After Robin died in 1994, Diana travelled extensively, studying History and the History of Art at the Oxford University Department of Continuing Education. She had a part-time job at a book shop and helped friends who sold second-hand books for charity.
Diana is now a volunteer at the Ashmolean Museum in Oxford and a tour guide.

Jonathan Cavendish studied Modern History at Oxford University before working at London advertising agency BMP, where he ran the marketing for the launch of Channel 4.
In 1991 his first film ‘December Bride’ was released and won over 30 international awards. Many other award-winning and commercially successful independent films followed, including Mike Newell’s ‘Into The West’ starring Gabriel Byrne and Ellen Barkin, Paul McGuigan’s ‘Gangster Number 1’ starring Paul Bettany and Malcolm McDowell, Thaddeus O’Sullivan’s ‘Ordinary Decent Criminal’ starring Kevin Spacey and Colin Farrell and Mike Hodges’s ‘Croupier’ starring Clive Owen.
2001 saw the release of ‘Bridge Jones’s Diary’, starring Renee Zellweger, Colin Firth and Hugh Grant. The film’s worldwide box office totalled $280 million, and was followed by the equally successful ‘Bridget Jones: The Edge of Reason’.
In 2007 he had further critical success with the award-winning ‘Elizabeth: The Golden Age’, starring Cate Blanchett and Geoffrey Rush.
Jonathan has produced a wide variety of successful television projects including the hit Irish famine series ‘The Hanging Gale’, ‘Dirty Trick’ and ‘Bernard and Doris’.
Alongside actor/director Andy Serkis, Jonathan founded The Imaginarium. The Imaginarium is a multi-platform production company, linked to a performance capture studio.
Its first two movies, which Jonathan produced, came out in October 2017, ‘Breathe’ directed by Andy Serkis and starring Andrew Garfield and Claire Foy, and ‘The Ritual’.
TV productions include ‘Fungus the Bogeyman’ for Sky and their most recent show ‘Death and Nightingales’, broadcast on BBC2 in 2018.
Jonathan also produced Andy Serkis’ ‘Mowgli’ for Warner Brothers and Netflix, starring Christian Bale, Cate Blanchett, Andy Serkis and Benedict Cumberbatch which was released by Netflix in December 2018.

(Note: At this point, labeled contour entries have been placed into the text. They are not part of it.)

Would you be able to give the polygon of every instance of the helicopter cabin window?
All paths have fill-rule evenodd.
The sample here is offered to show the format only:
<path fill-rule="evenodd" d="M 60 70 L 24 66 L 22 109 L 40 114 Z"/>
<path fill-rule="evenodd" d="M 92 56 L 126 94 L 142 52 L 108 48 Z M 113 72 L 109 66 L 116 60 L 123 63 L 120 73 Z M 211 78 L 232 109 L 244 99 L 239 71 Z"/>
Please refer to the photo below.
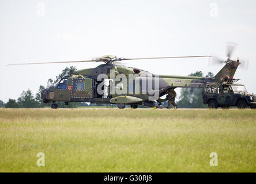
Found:
<path fill-rule="evenodd" d="M 77 83 L 77 90 L 84 91 L 84 82 L 83 80 L 78 80 Z"/>
<path fill-rule="evenodd" d="M 59 82 L 57 89 L 65 90 L 67 88 L 67 79 L 62 79 Z"/>

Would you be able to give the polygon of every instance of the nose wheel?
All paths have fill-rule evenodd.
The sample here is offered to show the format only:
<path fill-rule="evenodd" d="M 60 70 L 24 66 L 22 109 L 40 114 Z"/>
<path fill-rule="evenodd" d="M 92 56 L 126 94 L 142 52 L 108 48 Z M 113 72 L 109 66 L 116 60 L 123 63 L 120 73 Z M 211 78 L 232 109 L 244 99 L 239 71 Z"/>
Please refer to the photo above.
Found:
<path fill-rule="evenodd" d="M 52 103 L 52 105 L 51 105 L 51 108 L 52 109 L 57 109 L 58 108 L 58 105 L 56 103 Z"/>

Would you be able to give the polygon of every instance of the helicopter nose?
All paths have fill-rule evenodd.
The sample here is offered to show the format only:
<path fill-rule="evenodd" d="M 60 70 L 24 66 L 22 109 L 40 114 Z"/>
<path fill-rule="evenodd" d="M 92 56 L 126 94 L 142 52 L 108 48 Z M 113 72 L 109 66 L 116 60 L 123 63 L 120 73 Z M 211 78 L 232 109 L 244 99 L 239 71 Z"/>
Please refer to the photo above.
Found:
<path fill-rule="evenodd" d="M 44 101 L 48 99 L 48 98 L 47 98 L 49 94 L 48 91 L 49 89 L 47 88 L 41 91 L 41 99 Z"/>

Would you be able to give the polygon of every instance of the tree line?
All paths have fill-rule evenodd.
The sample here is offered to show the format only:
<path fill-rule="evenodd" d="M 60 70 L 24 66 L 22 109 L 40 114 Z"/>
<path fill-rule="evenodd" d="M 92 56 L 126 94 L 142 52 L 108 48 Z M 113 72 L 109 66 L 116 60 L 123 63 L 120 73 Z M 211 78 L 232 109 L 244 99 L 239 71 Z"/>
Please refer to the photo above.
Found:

Recently, he has been involved with Taika Waititi’s ‘Next Goal Wins’ for Fox Searchlight, starring Michael Fassbender and Elizabeth Moss, has produced the horror film ‘No One Gets Out Alive’ due to air on Netflix, and is an executive producer on the sequel to ‘Venom’ staring Tom Hardy.
Jonathan is a founder and trustee of CS Disabled holidays and of the Gallery of Living History.